Paul Verchinski, a member of the Senior Citizen Task Force, gave an impassioned speech Thursday evening in favor of putting a line item in CA's Budget for funds specifically earmarked for seniors. He spent a good deal of time outlining the percentage of seniors living in Columbia--village by village. All in all, according to his report, Columbia's population is comprised of between 20 to 30 per cent seniors.
So, answer this for me. Why were 100 per cent of the people who spoke against the new plan for Symphony Woods from this specific demographic? This, I suggest, is a serious case of Pioneer Paralysis. But why this vehement opposition?
Mary Catherine Cochran clarified this for me:
As a ... ahem... older person who supports the concept plan and will continue to form opinions as the details emerge... I'd like to say that it is easy to jump to the conclusion that a) only older people are against it and b) they're against it because they're old. Many of the folks you see on HCCA are the pioneers that were invested in shaping Columbia in the beginning. Columbia is their canvas of which they are quite proud... Now, young whippersnappers without their level of experience are re-creating their masterpiece, their magnum opus- without even consulting them and their considerable experience. I don't think its about age. There are some pretty old folks who support it but I won't name names as none of us really likes to think of ourselves that way. ..

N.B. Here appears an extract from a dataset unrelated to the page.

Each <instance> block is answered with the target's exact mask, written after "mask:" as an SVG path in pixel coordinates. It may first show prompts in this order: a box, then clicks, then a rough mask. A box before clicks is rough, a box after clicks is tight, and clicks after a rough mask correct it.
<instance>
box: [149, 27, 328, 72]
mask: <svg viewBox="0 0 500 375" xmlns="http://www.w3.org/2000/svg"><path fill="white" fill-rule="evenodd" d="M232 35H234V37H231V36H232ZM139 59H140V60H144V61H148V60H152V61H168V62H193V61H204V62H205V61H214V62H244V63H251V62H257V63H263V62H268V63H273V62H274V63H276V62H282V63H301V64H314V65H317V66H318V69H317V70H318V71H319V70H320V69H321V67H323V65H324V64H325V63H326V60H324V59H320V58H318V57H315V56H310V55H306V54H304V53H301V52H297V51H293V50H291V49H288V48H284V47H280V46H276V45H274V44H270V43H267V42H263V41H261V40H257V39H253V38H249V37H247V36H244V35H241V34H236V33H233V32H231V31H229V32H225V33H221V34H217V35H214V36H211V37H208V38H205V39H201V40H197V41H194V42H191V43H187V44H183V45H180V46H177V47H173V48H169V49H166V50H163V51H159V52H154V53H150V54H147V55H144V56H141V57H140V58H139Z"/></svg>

(A bit of info: she and I are the same age--too "mature" to be whippersnappers and too young to be members of AARP. It can be an awkward age to be in Columbia, but does bring with it some valuable perspective. "Postcards from the Middle," you might call it.)
We know that not everyone who comes to Columbia catches Kittamaqundi fever. (Although, wouldn't it be nice if more of us did?) And, as Ms.Cochran points out, not everyone who started out here, or who has lived here a long time, will develop Pioneer Paralysis. I write to ask these questions--How does it develop? Can it be prevented? Or, better yet--cured?
I don't know. But I do know that there are, approximately, another 70 per cent of Columbians whose voice has not yet been heard. If that is you, or your moms group, PTA, running or workout group, neighbors, co-workers, karaoke or trivia night buddies, friends on Facebook--your voices are important. It matters. Columbia is yesterday, today, and tomorrow, and you are a part of what makes it alive.
Click here to read Ian Kennedy's petition on Change.org. If you are in agreement, sign it and share it!
For the last week I have been haunted by the memory of an old public service announcement. In my head I hear, "Columbia. It can make 'nothing' happen to you, too."
If we don't speak up, we are a part of the Paralysis. Don't let 'nothing' happen to you, too.